Alert setTimeout FOREVER

So you are showing error messages, but no emails are coming in. Is your application faultless? Or all users do not bother to write down some lines and click send?

Maybe your users do not have a chance to see the error message because it was automatically dismissed before they could read it. How can it happen? - you ask.

Not calling setTimeout method on an Alert object will leave the timeout as the default value. Which value? The Virtual Machine implementation will decide, but the more important part: it is not Alert.FOREVER!

From Alert documentation (the very first line): "An alert is a screen that shows data to the user and waits for a certain period of time before proceeding to the next Displayable."

See? If you, sloppy developer, does not set a timeout the Alert will be automatically dismissed and your user will blink and ask "What was that?".

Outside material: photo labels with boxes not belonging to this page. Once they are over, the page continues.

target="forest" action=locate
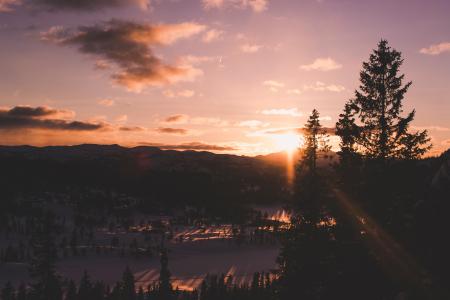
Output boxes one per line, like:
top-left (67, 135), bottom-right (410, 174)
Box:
top-left (0, 40), bottom-right (450, 300)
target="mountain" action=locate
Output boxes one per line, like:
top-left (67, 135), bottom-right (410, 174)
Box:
top-left (0, 144), bottom-right (287, 211)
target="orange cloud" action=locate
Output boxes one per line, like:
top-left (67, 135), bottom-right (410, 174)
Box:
top-left (41, 19), bottom-right (206, 91)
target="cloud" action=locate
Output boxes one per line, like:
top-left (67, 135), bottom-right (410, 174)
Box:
top-left (115, 115), bottom-right (128, 123)
top-left (162, 90), bottom-right (195, 98)
top-left (286, 89), bottom-right (302, 95)
top-left (164, 114), bottom-right (189, 124)
top-left (241, 44), bottom-right (263, 54)
top-left (202, 0), bottom-right (269, 12)
top-left (202, 29), bottom-right (224, 43)
top-left (263, 80), bottom-right (285, 93)
top-left (261, 107), bottom-right (303, 117)
top-left (0, 106), bottom-right (108, 131)
top-left (0, 0), bottom-right (151, 12)
top-left (420, 42), bottom-right (450, 55)
top-left (303, 81), bottom-right (345, 93)
top-left (300, 57), bottom-right (342, 72)
top-left (250, 127), bottom-right (336, 136)
top-left (162, 114), bottom-right (230, 127)
top-left (141, 142), bottom-right (238, 151)
top-left (411, 125), bottom-right (450, 132)
top-left (97, 99), bottom-right (116, 107)
top-left (41, 19), bottom-right (206, 91)
top-left (0, 0), bottom-right (21, 13)
top-left (119, 126), bottom-right (146, 132)
top-left (155, 127), bottom-right (188, 135)
top-left (237, 120), bottom-right (270, 128)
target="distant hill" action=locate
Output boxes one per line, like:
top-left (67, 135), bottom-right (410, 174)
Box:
top-left (0, 144), bottom-right (287, 211)
top-left (255, 151), bottom-right (338, 168)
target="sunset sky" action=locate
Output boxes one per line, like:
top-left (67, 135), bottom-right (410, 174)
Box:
top-left (0, 0), bottom-right (450, 155)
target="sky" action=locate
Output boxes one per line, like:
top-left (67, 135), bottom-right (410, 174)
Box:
top-left (0, 0), bottom-right (450, 155)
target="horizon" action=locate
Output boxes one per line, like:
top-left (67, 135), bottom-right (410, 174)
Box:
top-left (0, 0), bottom-right (450, 156)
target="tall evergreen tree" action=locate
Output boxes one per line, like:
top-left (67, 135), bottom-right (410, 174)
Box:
top-left (122, 267), bottom-right (136, 300)
top-left (1, 281), bottom-right (16, 300)
top-left (277, 110), bottom-right (333, 299)
top-left (158, 248), bottom-right (173, 300)
top-left (30, 213), bottom-right (62, 300)
top-left (337, 40), bottom-right (430, 159)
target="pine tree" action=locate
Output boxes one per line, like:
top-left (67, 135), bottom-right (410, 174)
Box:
top-left (158, 248), bottom-right (173, 300)
top-left (17, 283), bottom-right (28, 300)
top-left (277, 110), bottom-right (333, 299)
top-left (78, 271), bottom-right (94, 300)
top-left (301, 109), bottom-right (330, 173)
top-left (122, 267), bottom-right (136, 300)
top-left (64, 280), bottom-right (78, 300)
top-left (1, 281), bottom-right (16, 300)
top-left (338, 40), bottom-right (431, 160)
top-left (335, 103), bottom-right (361, 187)
top-left (294, 109), bottom-right (330, 222)
top-left (30, 213), bottom-right (62, 300)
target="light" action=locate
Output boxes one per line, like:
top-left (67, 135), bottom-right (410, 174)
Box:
top-left (274, 132), bottom-right (303, 187)
top-left (274, 133), bottom-right (300, 153)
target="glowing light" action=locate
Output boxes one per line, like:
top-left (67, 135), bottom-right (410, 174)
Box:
top-left (274, 133), bottom-right (300, 152)
top-left (274, 132), bottom-right (303, 186)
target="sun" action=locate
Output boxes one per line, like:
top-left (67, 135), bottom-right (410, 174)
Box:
top-left (274, 133), bottom-right (301, 153)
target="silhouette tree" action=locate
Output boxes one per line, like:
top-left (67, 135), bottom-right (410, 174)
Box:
top-left (342, 40), bottom-right (431, 159)
top-left (30, 213), bottom-right (62, 300)
top-left (158, 248), bottom-right (173, 300)
top-left (122, 267), bottom-right (136, 300)
top-left (335, 102), bottom-right (361, 187)
top-left (78, 271), bottom-right (94, 300)
top-left (1, 281), bottom-right (16, 300)
top-left (64, 280), bottom-right (78, 300)
top-left (277, 109), bottom-right (334, 299)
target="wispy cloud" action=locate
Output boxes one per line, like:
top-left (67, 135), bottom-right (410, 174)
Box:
top-left (162, 90), bottom-right (195, 98)
top-left (97, 99), bottom-right (116, 107)
top-left (119, 126), bottom-right (146, 132)
top-left (303, 81), bottom-right (345, 93)
top-left (237, 120), bottom-right (270, 129)
top-left (241, 44), bottom-right (263, 54)
top-left (261, 107), bottom-right (303, 117)
top-left (41, 19), bottom-right (206, 91)
top-left (411, 125), bottom-right (450, 132)
top-left (202, 0), bottom-right (269, 12)
top-left (164, 114), bottom-right (189, 124)
top-left (155, 127), bottom-right (188, 135)
top-left (300, 57), bottom-right (342, 72)
top-left (0, 106), bottom-right (108, 131)
top-left (0, 0), bottom-right (151, 12)
top-left (0, 0), bottom-right (21, 13)
top-left (141, 142), bottom-right (239, 151)
top-left (202, 29), bottom-right (225, 43)
top-left (263, 80), bottom-right (285, 93)
top-left (420, 42), bottom-right (450, 55)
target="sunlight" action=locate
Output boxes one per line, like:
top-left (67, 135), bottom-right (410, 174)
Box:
top-left (274, 132), bottom-right (303, 187)
top-left (274, 133), bottom-right (301, 153)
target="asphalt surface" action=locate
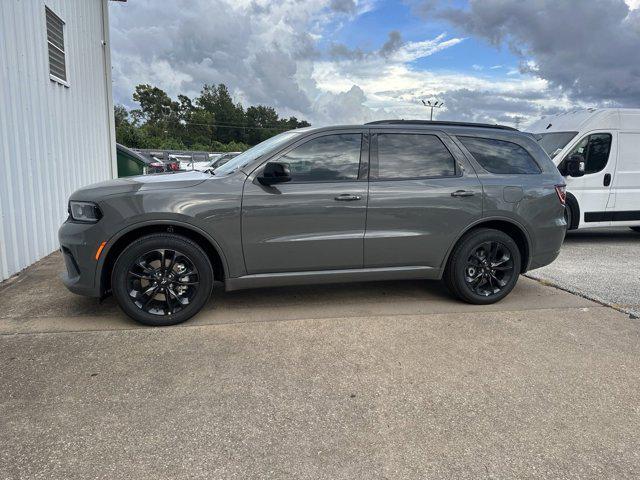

To the rescue an updated version of showExceptionAlert method below:


public void showExceptionAlert (Exception e) {
StringBuffer msg = new StringBuffer(getErrorMessage());
Display d = Display.getDisplay(this);

msg.append(e.getClass().getName());
if (e.getMessage() != null) {
msg.append("\n").append(e.getMessage());
}

Alert a = new Alert(getErrorTitle(), msg.toString(),
null /*alertImage*/, AlertType.ERROR);
a.setTimeout(Alert.FOREVER);
d.setCurrent(a, d.getCurrent());
}


getErrorMessage() will load the message prefix and getErrorTitle() will load the Alert title based on current locale (i18n).